Play nice, better toys
At Garner Chamber of Commerce’s Connect conference, Research Triangle Regional Partnership executive vice president Lee Anne Nance commented on relationships in Wake County.
“We have built communities that play well together,” Nance said. “People who play well together get better toys.”
Barta spoke later in the conference and riffed off that line.
“Garner’s going to get better toys,” Barta said.
The town has made other moves to set itself up. A $5 million road project linking White Oak Crossing to I-40 and widening U.S. 70 was viewed as crucial to facilitate the development. The Timber Drive extension from N.C. 50 to White Oak Road – finished in 2011 – completed sorely-needed connectivity in the southern part of town.
A $35.7 million bond, passed in 2013, will build a new police station, town hall, and multi-gym recreation center along with other infrastructure improvements. Garner is also marketing the 100-acre former ConAgra site as a campus for high tech industry, with sights on tens of millions in investment and hundreds of high paying jobs. Bill Bullock, who heads industrial recruiting for the N.C. Biotechnology Center, calls success in those efforts “a matter of time.”
Aside from getting town-spearheaded investments through, Garner’s leaders have generated a reputation of being agile and easy to work with. Cole said the town has worked hard building relationships with various regional organizations and credited leaders like Beasley and town manager Hardin Watkins as well as the town council. Developers have called Garner’s leaders responsive and town planners accessible and straightforward.
Those more interested in residential growth also have read the tea leaves in Garner. Wake County has funding to build a new high school and elementary school in south Garner, and eventually plans to add a middle school. A 336-unit apartment complex is under construction across the street from the Target at White Oak Crossing, and another 236 unit complex has been approved less than a mile east on U.S. 70 from White Oak. Sutton Springs homes have resumed construction in southeast Garner. Others could follow.

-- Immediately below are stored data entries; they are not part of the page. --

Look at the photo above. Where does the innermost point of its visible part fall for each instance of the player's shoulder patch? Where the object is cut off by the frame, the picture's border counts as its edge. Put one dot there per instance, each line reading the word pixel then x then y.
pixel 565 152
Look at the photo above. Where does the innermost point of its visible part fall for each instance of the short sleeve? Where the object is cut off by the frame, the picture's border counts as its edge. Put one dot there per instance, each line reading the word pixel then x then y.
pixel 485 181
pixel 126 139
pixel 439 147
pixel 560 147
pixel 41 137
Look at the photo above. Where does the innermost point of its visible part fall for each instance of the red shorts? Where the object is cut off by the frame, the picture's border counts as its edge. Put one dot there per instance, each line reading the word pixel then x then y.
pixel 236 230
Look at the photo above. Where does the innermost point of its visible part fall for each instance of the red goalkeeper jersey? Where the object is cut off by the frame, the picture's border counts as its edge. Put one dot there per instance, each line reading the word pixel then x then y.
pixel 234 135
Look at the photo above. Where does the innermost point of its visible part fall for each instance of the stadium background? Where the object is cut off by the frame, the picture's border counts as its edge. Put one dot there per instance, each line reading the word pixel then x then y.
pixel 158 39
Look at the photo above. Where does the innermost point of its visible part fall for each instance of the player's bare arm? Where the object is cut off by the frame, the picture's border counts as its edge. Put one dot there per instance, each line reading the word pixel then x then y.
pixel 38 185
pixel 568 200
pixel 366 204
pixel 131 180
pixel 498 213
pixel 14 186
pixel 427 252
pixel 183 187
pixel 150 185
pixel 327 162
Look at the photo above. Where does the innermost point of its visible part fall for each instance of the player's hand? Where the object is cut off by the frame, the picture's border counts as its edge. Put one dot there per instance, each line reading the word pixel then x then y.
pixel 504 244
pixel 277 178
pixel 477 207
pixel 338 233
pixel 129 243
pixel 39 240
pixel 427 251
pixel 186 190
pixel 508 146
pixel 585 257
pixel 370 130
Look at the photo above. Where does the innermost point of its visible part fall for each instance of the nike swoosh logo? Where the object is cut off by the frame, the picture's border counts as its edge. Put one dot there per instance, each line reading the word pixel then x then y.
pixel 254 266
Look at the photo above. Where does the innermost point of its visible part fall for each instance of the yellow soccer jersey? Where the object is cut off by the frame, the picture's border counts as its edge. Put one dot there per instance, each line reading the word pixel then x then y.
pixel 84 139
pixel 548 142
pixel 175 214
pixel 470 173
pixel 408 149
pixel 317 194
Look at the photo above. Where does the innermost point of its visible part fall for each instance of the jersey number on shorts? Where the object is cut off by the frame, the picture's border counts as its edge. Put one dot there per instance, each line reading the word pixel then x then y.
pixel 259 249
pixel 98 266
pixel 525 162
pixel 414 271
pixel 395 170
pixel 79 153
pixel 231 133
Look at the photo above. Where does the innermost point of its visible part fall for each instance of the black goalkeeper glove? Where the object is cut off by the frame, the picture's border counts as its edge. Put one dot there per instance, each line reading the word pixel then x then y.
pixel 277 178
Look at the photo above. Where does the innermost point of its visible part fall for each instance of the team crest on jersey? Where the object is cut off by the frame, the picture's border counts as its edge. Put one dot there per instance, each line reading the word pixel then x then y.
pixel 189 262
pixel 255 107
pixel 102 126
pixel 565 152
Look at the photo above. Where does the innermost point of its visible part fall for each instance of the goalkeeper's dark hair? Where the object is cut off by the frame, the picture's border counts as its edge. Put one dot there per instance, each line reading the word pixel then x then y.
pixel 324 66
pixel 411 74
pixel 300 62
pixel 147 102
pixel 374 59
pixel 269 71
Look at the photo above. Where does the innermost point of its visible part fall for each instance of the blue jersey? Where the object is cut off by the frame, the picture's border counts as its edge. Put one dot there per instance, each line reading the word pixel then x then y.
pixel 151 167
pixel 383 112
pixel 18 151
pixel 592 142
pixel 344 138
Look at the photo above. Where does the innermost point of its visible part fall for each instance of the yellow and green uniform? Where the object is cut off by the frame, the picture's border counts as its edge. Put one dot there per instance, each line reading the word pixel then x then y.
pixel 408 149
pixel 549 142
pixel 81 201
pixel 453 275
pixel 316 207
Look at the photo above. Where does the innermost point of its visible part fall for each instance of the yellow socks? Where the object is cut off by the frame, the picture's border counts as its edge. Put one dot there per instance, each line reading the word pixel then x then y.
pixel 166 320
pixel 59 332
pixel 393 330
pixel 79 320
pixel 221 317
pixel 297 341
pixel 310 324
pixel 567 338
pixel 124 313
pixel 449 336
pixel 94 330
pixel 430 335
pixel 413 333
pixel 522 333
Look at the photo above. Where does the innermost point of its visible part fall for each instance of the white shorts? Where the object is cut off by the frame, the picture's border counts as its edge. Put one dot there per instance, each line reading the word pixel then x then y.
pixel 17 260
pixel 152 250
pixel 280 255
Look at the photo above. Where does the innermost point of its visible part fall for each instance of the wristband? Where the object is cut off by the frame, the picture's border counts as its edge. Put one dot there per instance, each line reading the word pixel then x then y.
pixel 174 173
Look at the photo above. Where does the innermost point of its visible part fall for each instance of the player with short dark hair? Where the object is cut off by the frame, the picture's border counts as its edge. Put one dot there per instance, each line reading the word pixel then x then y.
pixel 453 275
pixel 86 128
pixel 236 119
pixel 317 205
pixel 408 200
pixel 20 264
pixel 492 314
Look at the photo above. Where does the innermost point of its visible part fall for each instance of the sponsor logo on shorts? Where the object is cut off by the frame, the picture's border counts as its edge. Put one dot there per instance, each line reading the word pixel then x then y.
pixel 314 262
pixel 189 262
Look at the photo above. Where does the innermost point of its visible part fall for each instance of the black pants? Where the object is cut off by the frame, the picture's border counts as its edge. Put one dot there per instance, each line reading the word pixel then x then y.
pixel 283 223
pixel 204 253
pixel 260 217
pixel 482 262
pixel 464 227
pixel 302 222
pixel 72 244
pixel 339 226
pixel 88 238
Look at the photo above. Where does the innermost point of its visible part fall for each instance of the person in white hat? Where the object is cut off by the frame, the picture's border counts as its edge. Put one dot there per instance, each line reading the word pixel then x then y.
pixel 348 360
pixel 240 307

Eventually, there’s an upper limit to growth both locally and regionally. But as far as Garner goes, most involved seem to believe the area is growing in such a way that everyone can benefit, and that this current burst is as much about meeting existing market needs as projecting for future growth.
“It’s not eating a pie, the pie is going to grow,” Barta said of competition with other retail centers. “Unless people stop moving here, then we’ll have to reassess. But with the vital signs of Raleigh, we’re really confident that this will complement those other areas.”